El trolebús brincó y giró a la izquierda para entrar en la carretera del Gran Cruce, y se detuvo ante una señal de stop con un chirrido.
—Vamos —dijo Jason.
Seguía lloviendo. Me abroché la chaqueta y volví a seguir a Jason mientras cruzaba con cautela respetando los semáforos, caminando a buen paso pero con naturalidad por la cara sur de la calle y en medio de numerosas callejuelas, hasta entrar por fin en un pub del muelle, el Deil y Exciseman. El lugar estaba atestado, como si se hubieran reunido allí todas las personas de dudosa reputación que ya no podían salir a la calle. Sin duda todos los locales de Leith estaban igual de abarrotados. Éste era el tipo de lugar en el que los ojos y las lentes se clavaban en la puerta cada vez que entraba alguien… pero, al parecer todos conocían a Jason y volvieron a apartar la mirada. Nos abrimos paso a través del vapor y el olor a abrigos mojados hasta impregnamos de cálido aire viciado y cargado de humo de la barra.

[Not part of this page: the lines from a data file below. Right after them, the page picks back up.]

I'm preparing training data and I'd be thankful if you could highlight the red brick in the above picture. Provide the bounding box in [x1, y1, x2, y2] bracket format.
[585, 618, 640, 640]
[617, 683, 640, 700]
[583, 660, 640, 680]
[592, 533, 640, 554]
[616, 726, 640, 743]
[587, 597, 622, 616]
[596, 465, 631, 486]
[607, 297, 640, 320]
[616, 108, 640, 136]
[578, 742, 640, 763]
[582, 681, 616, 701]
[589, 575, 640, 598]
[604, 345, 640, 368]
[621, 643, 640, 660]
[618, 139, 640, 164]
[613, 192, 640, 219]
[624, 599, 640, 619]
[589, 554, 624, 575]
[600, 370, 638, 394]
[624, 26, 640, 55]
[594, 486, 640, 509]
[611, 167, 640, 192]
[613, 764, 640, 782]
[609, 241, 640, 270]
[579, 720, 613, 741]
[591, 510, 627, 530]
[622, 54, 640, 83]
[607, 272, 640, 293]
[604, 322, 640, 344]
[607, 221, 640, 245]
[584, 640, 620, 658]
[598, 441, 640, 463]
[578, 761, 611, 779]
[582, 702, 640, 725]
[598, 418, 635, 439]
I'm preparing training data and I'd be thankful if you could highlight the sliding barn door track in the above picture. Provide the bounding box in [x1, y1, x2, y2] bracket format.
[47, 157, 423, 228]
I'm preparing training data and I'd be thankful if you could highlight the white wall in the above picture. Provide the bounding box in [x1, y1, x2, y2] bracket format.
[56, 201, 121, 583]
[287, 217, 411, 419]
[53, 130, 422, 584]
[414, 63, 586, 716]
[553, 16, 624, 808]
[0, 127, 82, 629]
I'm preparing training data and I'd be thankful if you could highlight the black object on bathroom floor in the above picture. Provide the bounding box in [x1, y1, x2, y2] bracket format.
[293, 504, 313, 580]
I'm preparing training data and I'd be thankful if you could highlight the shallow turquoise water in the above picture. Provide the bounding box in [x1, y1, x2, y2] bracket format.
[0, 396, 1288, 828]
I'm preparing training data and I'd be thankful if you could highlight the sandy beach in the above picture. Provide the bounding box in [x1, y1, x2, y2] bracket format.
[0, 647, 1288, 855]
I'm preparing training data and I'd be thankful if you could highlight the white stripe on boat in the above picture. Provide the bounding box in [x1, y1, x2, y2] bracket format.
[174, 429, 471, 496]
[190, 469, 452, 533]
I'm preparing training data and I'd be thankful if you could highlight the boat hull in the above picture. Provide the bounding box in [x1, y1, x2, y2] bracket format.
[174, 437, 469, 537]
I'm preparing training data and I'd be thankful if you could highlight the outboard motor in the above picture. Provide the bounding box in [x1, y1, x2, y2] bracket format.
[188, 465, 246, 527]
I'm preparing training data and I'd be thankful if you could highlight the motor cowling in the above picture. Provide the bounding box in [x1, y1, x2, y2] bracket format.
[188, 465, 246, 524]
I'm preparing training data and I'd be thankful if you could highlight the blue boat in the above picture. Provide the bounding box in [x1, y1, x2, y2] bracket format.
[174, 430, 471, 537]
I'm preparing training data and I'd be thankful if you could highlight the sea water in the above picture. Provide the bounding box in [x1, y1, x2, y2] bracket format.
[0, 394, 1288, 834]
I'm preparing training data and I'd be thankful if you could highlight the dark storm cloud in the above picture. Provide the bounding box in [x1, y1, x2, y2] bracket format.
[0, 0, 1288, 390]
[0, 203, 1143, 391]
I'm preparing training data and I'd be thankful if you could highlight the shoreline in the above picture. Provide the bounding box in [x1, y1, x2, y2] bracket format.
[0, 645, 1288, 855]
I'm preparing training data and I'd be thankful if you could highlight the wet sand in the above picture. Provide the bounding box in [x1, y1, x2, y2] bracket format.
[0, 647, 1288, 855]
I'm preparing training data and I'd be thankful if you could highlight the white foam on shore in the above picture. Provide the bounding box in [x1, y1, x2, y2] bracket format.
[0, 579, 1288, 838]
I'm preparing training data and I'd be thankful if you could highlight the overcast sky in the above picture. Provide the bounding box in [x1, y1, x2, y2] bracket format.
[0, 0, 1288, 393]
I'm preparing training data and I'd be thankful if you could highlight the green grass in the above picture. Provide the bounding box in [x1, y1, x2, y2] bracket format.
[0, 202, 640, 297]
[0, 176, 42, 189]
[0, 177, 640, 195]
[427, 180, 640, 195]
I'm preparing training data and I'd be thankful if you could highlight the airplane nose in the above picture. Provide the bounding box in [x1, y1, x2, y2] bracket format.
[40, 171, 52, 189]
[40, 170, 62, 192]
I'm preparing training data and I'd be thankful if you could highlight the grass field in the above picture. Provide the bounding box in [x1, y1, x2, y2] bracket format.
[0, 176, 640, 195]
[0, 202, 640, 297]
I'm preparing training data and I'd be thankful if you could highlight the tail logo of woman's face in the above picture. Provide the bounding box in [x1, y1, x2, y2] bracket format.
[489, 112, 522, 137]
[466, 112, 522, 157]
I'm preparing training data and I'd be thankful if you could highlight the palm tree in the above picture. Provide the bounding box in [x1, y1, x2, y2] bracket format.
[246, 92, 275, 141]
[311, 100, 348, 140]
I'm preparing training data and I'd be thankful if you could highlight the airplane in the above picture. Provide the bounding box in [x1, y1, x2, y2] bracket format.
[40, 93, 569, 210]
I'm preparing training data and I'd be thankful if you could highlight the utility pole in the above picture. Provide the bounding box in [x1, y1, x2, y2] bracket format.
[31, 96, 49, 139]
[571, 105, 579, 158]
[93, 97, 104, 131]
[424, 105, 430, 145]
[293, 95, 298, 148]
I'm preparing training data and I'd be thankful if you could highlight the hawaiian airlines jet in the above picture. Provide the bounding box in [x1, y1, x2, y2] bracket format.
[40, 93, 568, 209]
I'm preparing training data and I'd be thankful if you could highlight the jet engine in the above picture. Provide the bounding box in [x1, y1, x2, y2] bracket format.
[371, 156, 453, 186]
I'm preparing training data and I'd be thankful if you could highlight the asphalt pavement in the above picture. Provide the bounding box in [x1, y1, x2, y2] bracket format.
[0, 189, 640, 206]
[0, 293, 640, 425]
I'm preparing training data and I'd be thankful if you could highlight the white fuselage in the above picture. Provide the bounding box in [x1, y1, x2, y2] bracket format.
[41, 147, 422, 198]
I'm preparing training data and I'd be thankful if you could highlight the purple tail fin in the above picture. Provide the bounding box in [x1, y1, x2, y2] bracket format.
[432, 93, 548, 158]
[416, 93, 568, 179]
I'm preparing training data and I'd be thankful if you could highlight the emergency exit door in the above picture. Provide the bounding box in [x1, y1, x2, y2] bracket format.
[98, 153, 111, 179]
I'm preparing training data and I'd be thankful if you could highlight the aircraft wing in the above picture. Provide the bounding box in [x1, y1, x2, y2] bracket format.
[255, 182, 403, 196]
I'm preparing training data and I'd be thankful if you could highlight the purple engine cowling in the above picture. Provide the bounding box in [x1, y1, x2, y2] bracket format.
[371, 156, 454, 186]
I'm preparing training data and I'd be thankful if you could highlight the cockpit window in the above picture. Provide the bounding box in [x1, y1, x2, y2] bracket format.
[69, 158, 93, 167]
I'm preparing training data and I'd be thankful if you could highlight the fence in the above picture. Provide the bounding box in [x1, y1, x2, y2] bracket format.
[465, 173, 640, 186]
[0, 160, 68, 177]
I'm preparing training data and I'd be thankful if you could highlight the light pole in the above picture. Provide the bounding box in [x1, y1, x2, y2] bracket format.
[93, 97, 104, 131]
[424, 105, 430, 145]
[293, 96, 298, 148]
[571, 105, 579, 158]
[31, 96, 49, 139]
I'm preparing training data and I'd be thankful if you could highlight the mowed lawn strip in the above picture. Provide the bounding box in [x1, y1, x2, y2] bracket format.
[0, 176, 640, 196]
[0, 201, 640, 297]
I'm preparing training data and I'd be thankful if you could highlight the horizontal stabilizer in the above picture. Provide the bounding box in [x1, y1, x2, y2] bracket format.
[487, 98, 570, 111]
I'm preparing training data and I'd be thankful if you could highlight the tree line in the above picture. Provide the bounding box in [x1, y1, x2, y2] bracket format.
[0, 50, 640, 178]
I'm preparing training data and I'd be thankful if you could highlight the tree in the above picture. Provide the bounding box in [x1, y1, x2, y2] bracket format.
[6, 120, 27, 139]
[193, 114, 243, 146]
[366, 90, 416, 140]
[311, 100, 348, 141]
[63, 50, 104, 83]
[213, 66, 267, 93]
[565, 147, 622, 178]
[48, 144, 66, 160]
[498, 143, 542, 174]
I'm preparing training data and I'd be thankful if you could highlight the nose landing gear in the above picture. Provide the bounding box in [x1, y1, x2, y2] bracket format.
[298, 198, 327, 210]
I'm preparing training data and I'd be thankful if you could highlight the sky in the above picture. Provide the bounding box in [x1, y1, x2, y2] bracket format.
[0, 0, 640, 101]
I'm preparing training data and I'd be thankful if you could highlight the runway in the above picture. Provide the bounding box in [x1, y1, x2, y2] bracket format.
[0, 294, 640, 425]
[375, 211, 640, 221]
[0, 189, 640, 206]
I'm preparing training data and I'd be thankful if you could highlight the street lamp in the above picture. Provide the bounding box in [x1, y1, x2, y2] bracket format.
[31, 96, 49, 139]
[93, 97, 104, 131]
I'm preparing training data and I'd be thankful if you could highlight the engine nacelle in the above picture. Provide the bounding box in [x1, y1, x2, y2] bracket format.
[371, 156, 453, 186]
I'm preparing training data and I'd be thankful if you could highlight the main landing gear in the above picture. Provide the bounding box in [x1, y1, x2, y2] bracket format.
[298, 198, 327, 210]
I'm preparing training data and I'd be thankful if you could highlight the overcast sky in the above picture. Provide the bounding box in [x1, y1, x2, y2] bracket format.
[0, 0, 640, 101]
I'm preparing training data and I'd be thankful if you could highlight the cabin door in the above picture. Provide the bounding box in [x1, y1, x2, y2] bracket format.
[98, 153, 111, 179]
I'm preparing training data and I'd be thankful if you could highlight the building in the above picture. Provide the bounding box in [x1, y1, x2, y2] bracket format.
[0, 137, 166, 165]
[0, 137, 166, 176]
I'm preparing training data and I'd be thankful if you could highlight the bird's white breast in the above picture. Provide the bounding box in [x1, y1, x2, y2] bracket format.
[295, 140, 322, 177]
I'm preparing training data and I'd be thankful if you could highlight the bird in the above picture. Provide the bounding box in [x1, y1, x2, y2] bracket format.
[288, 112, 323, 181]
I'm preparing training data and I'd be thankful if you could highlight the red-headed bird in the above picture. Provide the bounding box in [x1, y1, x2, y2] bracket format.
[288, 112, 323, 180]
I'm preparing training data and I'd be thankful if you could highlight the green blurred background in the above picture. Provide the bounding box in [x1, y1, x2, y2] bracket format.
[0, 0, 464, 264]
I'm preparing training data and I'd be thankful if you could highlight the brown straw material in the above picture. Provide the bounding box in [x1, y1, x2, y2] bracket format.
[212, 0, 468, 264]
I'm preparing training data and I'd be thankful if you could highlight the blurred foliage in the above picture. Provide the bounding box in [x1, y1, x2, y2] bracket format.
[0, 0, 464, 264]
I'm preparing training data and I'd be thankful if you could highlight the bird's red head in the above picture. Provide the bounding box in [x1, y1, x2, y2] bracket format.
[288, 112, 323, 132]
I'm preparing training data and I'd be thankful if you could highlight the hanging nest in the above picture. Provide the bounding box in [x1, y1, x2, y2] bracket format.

—¿Qué tomas? —preguntó Jason.
—Belhaven Export, gracias.
Me había entrado el hambre de repente, así que pedí un par de empanadas. El microondas emitió un pitido al mismo tiempo que se asentaban nuestras cervezas.
—Dios, qué bien sienta —dije.
Nos alejamos de la barra y nos quedamos de pie en una esquina, en la que había una balda para apoyar los codos y las pintas. La música estaba lo suficientemente alta como para dificultar la conversación, y aún más el que ésta pudiera llegar a oídos indiscretos. Aun así, me incliné y hablé en voz baja.
—¿Éste es un lugar seguro?
Jason soltó una risita desprovista de humor.
—Es seguro para nosotros.
Ya no me tomaba las aseveraciones de Jason tan al pie de la letra como por la mañana, pero seguía sin tener nada más a lo que atenerme.
—¿Qué podemos hacer ahora?
Jason se encogió de hombros.
—Llevarte a América, supongo.
—¿Cómo? —Se me olvidó bajar la voz.
—Claro. ¿No es eso lo que dijo la señorita?
—Ya, pero pensaba que ése iba a ser el último recurso. Venga. Algo podremos hacer… podría conseguir un abogado, acudir a los medios de comunicación y a las embajadas, ver si pueden sacarla, asegurarme de que si me pillan no desaparezca sin más de la circulación. A lo mejor ni siquiera me, eh, buscan.
Me miró fijamente.
—No te enteras, ¿a que no? Jadey tendrá que apañárselas sola. Se le terminó la partida. Éste el puto último recurso.